Of course this is only interesting if you are interested not only in the DTW distance, but also want to know about the warping path. Meanwhile the DTW distance could be directly taken from the global cost matrix from previous calculations (by selecting the value of the last row and last but k column, k is the number of reduced observations of \(C\)), we cannot update or modify the previous warping path but need to calculate it again from scratch.
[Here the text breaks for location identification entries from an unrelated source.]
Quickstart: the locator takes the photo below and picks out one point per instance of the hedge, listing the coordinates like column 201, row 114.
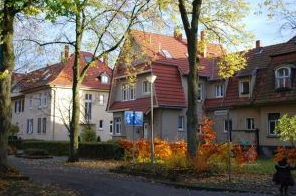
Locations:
column 94, row 150
column 57, row 148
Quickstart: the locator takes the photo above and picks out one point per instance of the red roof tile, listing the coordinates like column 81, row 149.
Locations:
column 142, row 104
column 168, row 86
column 61, row 74
column 262, row 63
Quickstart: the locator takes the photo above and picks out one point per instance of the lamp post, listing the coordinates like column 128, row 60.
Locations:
column 151, row 80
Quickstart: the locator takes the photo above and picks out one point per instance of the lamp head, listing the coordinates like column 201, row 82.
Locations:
column 151, row 78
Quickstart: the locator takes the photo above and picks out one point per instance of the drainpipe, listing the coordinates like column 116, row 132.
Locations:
column 54, row 116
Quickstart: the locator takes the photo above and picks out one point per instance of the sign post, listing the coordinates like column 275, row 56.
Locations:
column 133, row 118
column 223, row 113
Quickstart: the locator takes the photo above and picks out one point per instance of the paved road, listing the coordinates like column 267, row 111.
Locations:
column 90, row 182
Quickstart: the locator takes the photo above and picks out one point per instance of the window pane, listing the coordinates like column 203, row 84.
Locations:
column 272, row 125
column 44, row 125
column 180, row 122
column 273, row 116
column 245, row 87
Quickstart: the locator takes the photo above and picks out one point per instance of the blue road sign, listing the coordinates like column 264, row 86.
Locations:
column 133, row 118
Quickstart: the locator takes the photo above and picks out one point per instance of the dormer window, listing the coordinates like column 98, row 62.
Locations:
column 283, row 77
column 87, row 59
column 167, row 54
column 244, row 87
column 219, row 90
column 104, row 79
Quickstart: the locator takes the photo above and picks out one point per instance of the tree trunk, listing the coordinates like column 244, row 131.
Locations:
column 192, row 80
column 191, row 29
column 74, row 125
column 5, row 83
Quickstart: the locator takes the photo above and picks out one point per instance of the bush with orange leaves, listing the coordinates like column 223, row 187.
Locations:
column 211, row 154
column 285, row 152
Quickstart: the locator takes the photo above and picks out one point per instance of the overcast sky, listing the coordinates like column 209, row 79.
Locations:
column 264, row 29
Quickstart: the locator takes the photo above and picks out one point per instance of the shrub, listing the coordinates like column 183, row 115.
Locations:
column 98, row 138
column 13, row 129
column 88, row 135
column 36, row 152
column 52, row 147
column 100, row 150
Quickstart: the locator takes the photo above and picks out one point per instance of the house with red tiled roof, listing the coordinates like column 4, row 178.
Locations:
column 255, row 96
column 41, row 99
column 166, row 58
This is required, since adding or neglecting observations causes an updated alignment of the two updated time series, and in general the new alignment could be completely different from the original.
set.seed(1150)
Q <- cos(1:100)
C <- cumsum(rnorm(80))
Ndec <- 4
# the ordinary calculation
result_base <- IncDTW::dtw(Q=Q, C=C)
gcm0 <- result_base$gcm
To update the DTW distance by decreasing x for some observations (say 4), again we recycle as much from previous results as possible to keep calculation time low:
# the ordinary calculation without the last 4 observations
result_decr1 <- IncDTW::dtw(Q=Q, C=C[1:(length(C) - Ndec)],
return_wp = TRUE)
gcm1 <- result_decr1$gcm
# the decremental step: reduce C for 4 observation
result_decr2 <- IncDTW::dec_dm(result_base$dm, Ndec = Ndec)
# compare the results: ii, jj, wp and the gcm of
# result_decr1 (conventional) and result_decr2 (recycling previous results)
comparison_0 <- c(
identical(result_decr1$ii, result_decr2$ii),
identical(result_decr1$jj, result_decr2$jj),
identical(result_decr1$wp, result_decr2$wp))
comparison_0
## [1] TRUE TRUE TRUE